Élections législatives : Fabienne Vaneeckeloot-Tassa se lance dans la course pour la 3e circonscription

Fabienne Vaneeckeloot-Tassa (au centre) et son suppléant Gérard Vez (à gauche) lors d’un apéro militant au Bois-Jolivet à Bonneville.
Fabienne Vaneeckeloot-Tassa (au centre) et son suppléant Gérard Vez (à gauche) lors d’un apéro militant au Bois-Jolivet à Bonneville.

Les dimanches 12 et 19 juin prochains, les 123 000 habitants de la 3e circonscription de la Haute-Savoie, qui englobe les cantons de Boëge, Bonneville, Cruseilles, Reignier, La Roche-sur-Foron et Saint-Jeoire, vont élire leur prochain député. C’est dans ce territoire historiquement ancré à droite, tenu durant deux décennies par l’ancien député Martial Saddier (avant de devenir président du Département en juillet 2021, ndlr), que la candidate de la Nouvelle Union Populaire Écologiste et Sociale (Nupes), Fabienne Vaneeckeloot-Tassa, se lance dans la course à la députation. Pour devenir peut-être, dans quelques semaines, la successeure de Christelle Petex-Levet, actuelle député ?

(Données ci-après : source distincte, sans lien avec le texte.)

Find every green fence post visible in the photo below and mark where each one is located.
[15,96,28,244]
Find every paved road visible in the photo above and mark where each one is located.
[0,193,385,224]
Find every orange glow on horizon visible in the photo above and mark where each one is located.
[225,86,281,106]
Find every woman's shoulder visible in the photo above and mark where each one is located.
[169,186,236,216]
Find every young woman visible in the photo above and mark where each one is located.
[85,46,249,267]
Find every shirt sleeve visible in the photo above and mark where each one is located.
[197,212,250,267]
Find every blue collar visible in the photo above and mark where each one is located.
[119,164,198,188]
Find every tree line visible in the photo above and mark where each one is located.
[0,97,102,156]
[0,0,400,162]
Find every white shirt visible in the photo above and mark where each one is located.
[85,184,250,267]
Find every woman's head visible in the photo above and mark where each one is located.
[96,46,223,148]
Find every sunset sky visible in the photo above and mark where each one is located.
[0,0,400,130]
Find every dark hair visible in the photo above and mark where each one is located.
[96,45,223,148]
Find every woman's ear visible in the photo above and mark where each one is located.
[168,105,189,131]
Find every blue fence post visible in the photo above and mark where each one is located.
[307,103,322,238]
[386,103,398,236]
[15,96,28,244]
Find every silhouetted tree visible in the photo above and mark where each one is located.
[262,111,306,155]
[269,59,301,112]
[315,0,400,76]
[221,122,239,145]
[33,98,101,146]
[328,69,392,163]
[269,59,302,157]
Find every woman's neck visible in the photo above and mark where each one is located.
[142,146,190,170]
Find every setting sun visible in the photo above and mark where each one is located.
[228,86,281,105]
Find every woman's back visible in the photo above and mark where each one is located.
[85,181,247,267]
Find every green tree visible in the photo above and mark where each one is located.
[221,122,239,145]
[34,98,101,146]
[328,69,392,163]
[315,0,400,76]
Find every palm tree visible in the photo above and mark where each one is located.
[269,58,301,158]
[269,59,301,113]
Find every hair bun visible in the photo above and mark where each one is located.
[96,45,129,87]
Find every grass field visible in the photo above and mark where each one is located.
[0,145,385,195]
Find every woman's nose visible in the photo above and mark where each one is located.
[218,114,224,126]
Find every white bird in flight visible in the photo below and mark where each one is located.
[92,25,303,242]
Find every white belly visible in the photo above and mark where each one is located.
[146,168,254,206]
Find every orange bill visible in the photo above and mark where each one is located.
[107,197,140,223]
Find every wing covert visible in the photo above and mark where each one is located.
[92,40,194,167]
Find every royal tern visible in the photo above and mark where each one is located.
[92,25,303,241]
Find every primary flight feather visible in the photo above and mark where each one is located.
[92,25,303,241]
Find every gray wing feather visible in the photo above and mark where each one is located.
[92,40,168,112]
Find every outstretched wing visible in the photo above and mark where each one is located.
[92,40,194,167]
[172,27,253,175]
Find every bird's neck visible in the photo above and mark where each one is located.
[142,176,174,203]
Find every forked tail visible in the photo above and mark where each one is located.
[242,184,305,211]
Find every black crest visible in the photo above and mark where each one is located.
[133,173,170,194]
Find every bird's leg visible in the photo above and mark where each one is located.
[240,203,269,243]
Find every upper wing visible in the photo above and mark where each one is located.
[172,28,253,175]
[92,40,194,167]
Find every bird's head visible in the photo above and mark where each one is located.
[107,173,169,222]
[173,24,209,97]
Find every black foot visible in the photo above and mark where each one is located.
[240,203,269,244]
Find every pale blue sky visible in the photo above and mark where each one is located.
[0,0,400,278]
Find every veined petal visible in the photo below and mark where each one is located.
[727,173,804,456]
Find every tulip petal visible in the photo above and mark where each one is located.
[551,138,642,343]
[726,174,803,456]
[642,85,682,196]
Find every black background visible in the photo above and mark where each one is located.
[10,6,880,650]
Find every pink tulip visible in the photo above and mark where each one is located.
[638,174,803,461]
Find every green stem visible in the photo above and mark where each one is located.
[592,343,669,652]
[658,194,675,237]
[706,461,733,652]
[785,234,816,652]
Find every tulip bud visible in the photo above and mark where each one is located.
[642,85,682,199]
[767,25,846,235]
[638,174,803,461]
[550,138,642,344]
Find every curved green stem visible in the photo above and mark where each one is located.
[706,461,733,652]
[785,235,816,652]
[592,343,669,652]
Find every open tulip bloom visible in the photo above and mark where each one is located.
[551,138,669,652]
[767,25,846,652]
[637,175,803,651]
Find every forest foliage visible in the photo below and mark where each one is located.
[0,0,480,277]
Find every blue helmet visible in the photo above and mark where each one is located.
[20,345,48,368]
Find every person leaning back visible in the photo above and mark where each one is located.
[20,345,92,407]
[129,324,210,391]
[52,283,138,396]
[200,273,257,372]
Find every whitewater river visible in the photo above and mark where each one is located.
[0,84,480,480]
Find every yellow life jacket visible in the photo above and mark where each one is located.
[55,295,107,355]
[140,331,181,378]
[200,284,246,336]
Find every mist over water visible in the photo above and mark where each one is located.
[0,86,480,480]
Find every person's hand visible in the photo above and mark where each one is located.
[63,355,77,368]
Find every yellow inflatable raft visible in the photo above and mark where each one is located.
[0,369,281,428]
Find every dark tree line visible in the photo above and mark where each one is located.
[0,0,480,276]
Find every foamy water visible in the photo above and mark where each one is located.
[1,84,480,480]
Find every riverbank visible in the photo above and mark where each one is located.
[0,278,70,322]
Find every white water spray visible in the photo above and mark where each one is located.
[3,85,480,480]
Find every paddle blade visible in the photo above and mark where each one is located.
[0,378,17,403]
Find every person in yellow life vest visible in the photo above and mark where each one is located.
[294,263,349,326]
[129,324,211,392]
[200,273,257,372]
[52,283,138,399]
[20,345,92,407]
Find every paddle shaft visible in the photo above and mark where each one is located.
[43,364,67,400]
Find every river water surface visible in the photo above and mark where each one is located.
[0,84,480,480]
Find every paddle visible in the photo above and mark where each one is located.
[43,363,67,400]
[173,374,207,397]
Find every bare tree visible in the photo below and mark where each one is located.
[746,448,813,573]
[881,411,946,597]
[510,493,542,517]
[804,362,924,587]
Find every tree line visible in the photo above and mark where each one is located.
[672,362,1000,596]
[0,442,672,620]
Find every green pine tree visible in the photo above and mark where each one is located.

Pour quelles raisons vous êtes-vous lancée dans la course à la députation ?

Nous faisons face à une triple urgence : sociale, écologique et démocratique. La situation préoccupante dans laquelle se trouve la France m’a incitée à m’engager sous la bannière de la Nupes, pour ces élections législatives dans la 3e circonscription. L’objectif est d’avoir une majorité de députés Nupes à l’Assemblée Nationale, afin d’opérer les changements nécessaires à notre société.

Si vous êtes élue, sur quels sujets souhaitez-vous axer votre mandat de député ?

Le programme de la Nupes, que je porte, part sur un ensemble de faits qui sont liés en un cercle vertueux : augmenter l’activité économique ainsi que la consommation pour donner plus de pouvoir d’achat aux Français. Et pour ce faire, il faut instaurer tout un tas de différentes mesures, telles que le blocage des prix des produits de première nécessité, revaloriser le Smic à 1 500 euros, ériger de nouveaux indicateurs de progrès humains pour faire en sorte que l’économie soit au service du bien-vivre des personnes, respecter l’égalité salariale homme-femme ou encore abaisser l’âge de la retraite à 60 ans. Il y a aussi des mesures à apporter en ce qui concerne l’écologie et notamment ici, sur notre territoire, où 75 % des habitants utilisent leur voiture pour aller travailler. On est en deçà d’une mobilité écologique et efficace pour nos citoyens. Il faut revaloriser les objectifs climatiques de la France et soutenir le plan national santé environnement, qui a pour objectif d’éradiquer les maladies chroniques liées à la pollution de l’air.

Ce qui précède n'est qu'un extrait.